Scott Listfield – The Mall (2006), 36×48 Inches, Oil on Canvas

Scott Listfield – At the Gallery (2009), 30×40 Inches, Oil on Canvas

Scott Listfield – Bear Right for Hoth (2007), 36×48 Inches, Oil on canvas

Scott Listfield – At the Laundromat with Bob Fett (2006) 30×40 Inches, Oil on Canvas
These spaces create neither singular identity nor social relations, only a deep and infinite solitude. And suddenly, placelessness, loneliness and the impossibility to leave the capsule Earth produce monsters.

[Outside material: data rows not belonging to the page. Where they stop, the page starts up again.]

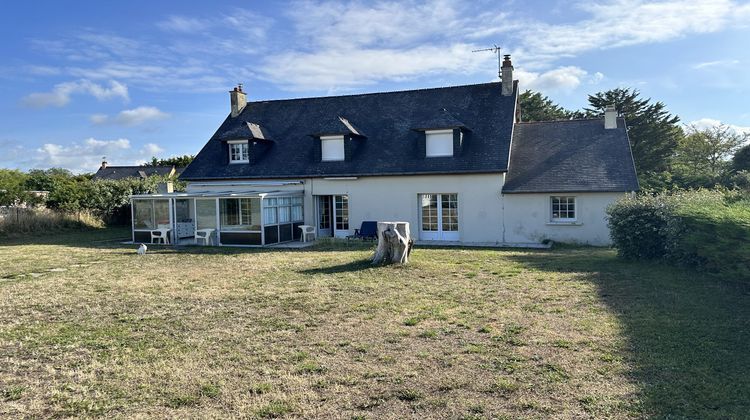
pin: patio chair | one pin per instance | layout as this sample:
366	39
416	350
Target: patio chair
161	234
368	230
307	231
205	236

Scott Listfield – The Squid (2006), 36×48 Inches, Oil on Canvas
Scott Listfield is invited to exhibit his works at Paul Robeson Galleries. The exhibition, Lift off: Earthlings and the Great Beyond, featuring works by Sarah Bednarek, Leah Beeferman, Robbie Conal, Angie Drakopoulos, McLean Fahnestock, Rebecca Hackemann, Scott Listfield, So Yoon Lym, Kate McQuillen, Lauren Orchowski, Jonathan Pellitteri, Experimental Skeleton, Inc., Jean-Pierre Roy, Adam Ryder, Jeff Schmuki, Christopher Ulivo, and Robert Weingarten, will be on display in the Main Gallery from September 1, 2011 – January 5, 2012.
Now check ignition and may God’s love be with you.